Image from Riccardo Annandale on UnSplash |
I remember years ago when I was still presenting primarily as a man, every now and then unexpectedly someone would refer to me with feminine pronouns.
Secretly of course I loved it but never could figure out why someone had cracked my male façade to see the true inner me. Many years later I thought I had discovered the reason why it happened. After I met my wife Liz, I began to search various forms of my spirituality and one of my searches led me to the concept that every person has an aura they project on the world around them. I quickly thought of the times I was called a woman while I was presenting as a man and thought at the time I was subconsciously projecting as a woman. I set out to remember the energy shift process and try to utilize it in my daily life when I ventured out of my gender closet.
Every time I was mis-gendered, I would concentrate harder on the next person. In other words, I tried to think woman in the strictest sense and change my aura so the next person would pick up on it. Sadly I don't have any scientific results but the process seemed to work for me. Perhaps too, the process was working because I had worked so hard to shift my gender energies as I came out as a fulltime transgender woman. I was helped when I didn't have to carry around the extra weight of trying my best to maintain two binary genders in one life. A terrific amount of weight was lifted when I decided my male past had to go in favor of a feminine future.
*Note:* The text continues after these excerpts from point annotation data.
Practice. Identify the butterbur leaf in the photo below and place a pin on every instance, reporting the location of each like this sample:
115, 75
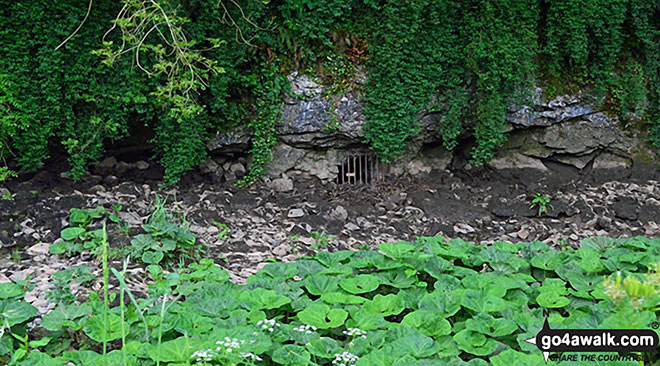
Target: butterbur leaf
428, 322
291, 355
323, 347
322, 316
475, 343
341, 298
360, 284
152, 257
261, 298
66, 316
9, 290
397, 250
176, 350
320, 284
416, 345
483, 302
442, 302
511, 357
71, 233
332, 259
552, 299
548, 260
59, 247
385, 305
490, 326
98, 330
365, 320
14, 312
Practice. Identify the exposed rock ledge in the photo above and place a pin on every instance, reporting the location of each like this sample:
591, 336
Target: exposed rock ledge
566, 131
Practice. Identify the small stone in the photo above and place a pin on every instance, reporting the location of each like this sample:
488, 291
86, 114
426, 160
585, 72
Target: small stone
107, 163
142, 165
4, 192
19, 276
296, 212
97, 188
339, 213
38, 249
283, 185
110, 180
238, 169
280, 250
523, 234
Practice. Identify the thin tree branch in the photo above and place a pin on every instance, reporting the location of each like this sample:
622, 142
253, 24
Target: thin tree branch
89, 10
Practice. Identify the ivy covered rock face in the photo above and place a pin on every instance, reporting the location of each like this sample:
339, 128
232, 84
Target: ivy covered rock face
185, 75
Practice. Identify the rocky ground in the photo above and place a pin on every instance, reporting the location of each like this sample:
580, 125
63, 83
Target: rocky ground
296, 215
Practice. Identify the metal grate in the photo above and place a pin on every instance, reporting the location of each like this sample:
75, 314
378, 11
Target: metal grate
359, 168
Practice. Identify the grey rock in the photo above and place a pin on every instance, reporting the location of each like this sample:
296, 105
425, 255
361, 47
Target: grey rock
351, 226
282, 185
611, 161
107, 163
38, 249
209, 166
513, 160
142, 165
578, 161
236, 140
339, 213
238, 169
285, 158
295, 213
304, 85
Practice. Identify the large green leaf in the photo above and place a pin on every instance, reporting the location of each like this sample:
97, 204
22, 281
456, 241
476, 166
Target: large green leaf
71, 233
397, 250
385, 305
13, 312
291, 355
552, 299
428, 322
100, 329
475, 343
9, 290
66, 316
322, 316
441, 302
260, 298
176, 350
360, 284
483, 302
320, 284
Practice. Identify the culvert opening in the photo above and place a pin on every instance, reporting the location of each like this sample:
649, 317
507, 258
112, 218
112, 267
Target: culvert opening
359, 168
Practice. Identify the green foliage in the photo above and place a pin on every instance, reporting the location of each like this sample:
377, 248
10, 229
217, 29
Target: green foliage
81, 234
541, 201
166, 238
430, 301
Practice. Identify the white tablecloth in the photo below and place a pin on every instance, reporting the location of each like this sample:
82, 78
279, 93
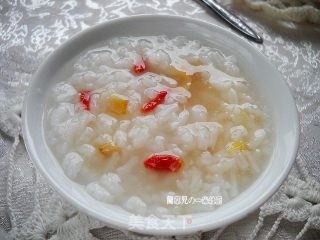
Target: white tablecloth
31, 29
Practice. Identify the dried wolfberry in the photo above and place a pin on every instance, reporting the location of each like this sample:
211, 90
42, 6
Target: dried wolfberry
85, 99
153, 103
139, 67
163, 162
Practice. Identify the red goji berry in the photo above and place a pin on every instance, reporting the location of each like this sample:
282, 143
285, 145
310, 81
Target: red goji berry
85, 99
163, 162
139, 67
153, 103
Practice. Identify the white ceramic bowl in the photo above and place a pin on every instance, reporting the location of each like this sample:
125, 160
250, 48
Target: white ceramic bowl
256, 68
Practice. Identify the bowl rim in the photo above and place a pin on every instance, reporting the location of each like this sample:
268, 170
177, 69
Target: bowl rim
124, 226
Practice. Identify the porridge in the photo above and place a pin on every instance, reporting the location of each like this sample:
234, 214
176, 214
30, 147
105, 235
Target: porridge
146, 119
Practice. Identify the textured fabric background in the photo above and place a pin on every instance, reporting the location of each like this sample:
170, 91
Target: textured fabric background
31, 29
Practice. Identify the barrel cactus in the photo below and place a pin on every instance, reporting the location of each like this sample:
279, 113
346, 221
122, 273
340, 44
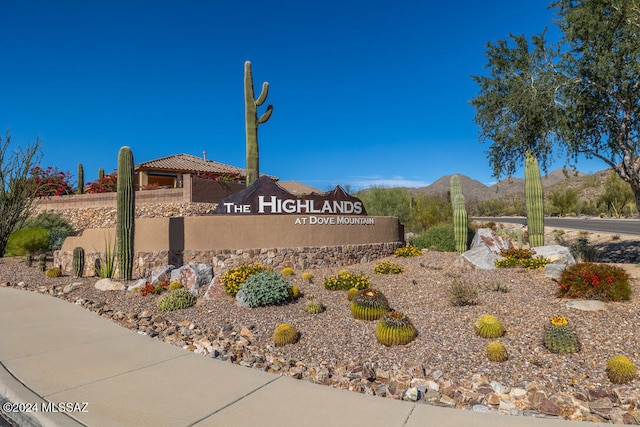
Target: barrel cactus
395, 328
369, 304
496, 352
285, 334
620, 369
78, 261
560, 337
488, 326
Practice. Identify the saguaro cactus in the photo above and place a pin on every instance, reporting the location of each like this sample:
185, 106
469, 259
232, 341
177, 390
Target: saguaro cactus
460, 221
126, 212
252, 121
534, 200
78, 261
80, 179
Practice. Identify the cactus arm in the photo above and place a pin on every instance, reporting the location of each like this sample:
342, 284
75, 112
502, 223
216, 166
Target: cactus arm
534, 201
263, 94
126, 209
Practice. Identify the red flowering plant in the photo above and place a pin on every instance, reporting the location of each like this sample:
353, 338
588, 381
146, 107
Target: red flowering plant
594, 281
106, 184
225, 177
50, 181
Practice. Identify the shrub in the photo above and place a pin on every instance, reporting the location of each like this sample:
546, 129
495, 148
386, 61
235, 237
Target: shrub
264, 288
387, 267
106, 184
594, 281
176, 300
345, 280
27, 241
620, 369
462, 294
496, 352
394, 328
369, 304
51, 181
488, 326
53, 272
408, 251
235, 278
287, 271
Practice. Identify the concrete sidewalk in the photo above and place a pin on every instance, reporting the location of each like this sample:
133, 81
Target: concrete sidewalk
78, 369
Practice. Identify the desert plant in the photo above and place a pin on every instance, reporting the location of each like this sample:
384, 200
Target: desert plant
234, 279
175, 285
496, 352
313, 306
594, 281
176, 300
53, 272
252, 121
395, 328
27, 241
560, 337
80, 189
285, 334
534, 199
78, 261
388, 267
346, 280
287, 271
369, 304
620, 369
105, 268
462, 294
126, 212
488, 326
408, 251
264, 288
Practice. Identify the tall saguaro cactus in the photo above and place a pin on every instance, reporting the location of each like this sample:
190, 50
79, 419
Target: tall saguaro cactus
252, 121
80, 179
126, 212
460, 220
534, 200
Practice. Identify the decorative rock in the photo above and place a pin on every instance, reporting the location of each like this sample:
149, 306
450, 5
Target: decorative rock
557, 254
586, 305
486, 237
162, 274
109, 285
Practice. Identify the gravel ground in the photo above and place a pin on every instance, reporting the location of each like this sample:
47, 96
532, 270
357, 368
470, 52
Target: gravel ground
446, 348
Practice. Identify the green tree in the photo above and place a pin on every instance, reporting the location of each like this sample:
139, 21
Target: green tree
617, 194
383, 201
18, 193
564, 200
515, 108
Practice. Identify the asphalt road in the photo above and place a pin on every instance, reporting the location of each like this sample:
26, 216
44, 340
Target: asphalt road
613, 226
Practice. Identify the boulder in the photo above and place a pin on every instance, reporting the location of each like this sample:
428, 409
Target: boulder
161, 274
481, 257
556, 253
486, 237
108, 285
192, 276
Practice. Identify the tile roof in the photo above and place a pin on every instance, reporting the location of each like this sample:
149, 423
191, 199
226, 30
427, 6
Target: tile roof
187, 163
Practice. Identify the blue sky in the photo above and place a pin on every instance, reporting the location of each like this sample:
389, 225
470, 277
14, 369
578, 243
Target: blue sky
364, 92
Along the way I learned too that most people are into their own little worlds and don't really care much about yours unless you somehow rudely invade their world. I found also there are some people who will always "read" you the wrong way, no matter how hard you try. It was difficult but I learned to put those people behind me and just move on as quick as I could. I know I wondered at the time, had my aura somehow slipped back into my old unwanted male self and had I possibly just grew too comfortable as my new transgender self.
Possibly, the biggest energy shift I experienced happened when I was able to begin living my dream as a trans woman. I felt so relieved and I knew I had worked so hard to achieve my dream, no one would ever be able to take it away. Very few of us live long enough to experience living out any of their goals, so anyway that I could I needed to enjoy the new gender energy shift I was experiencing. So far the buzz has never gone away.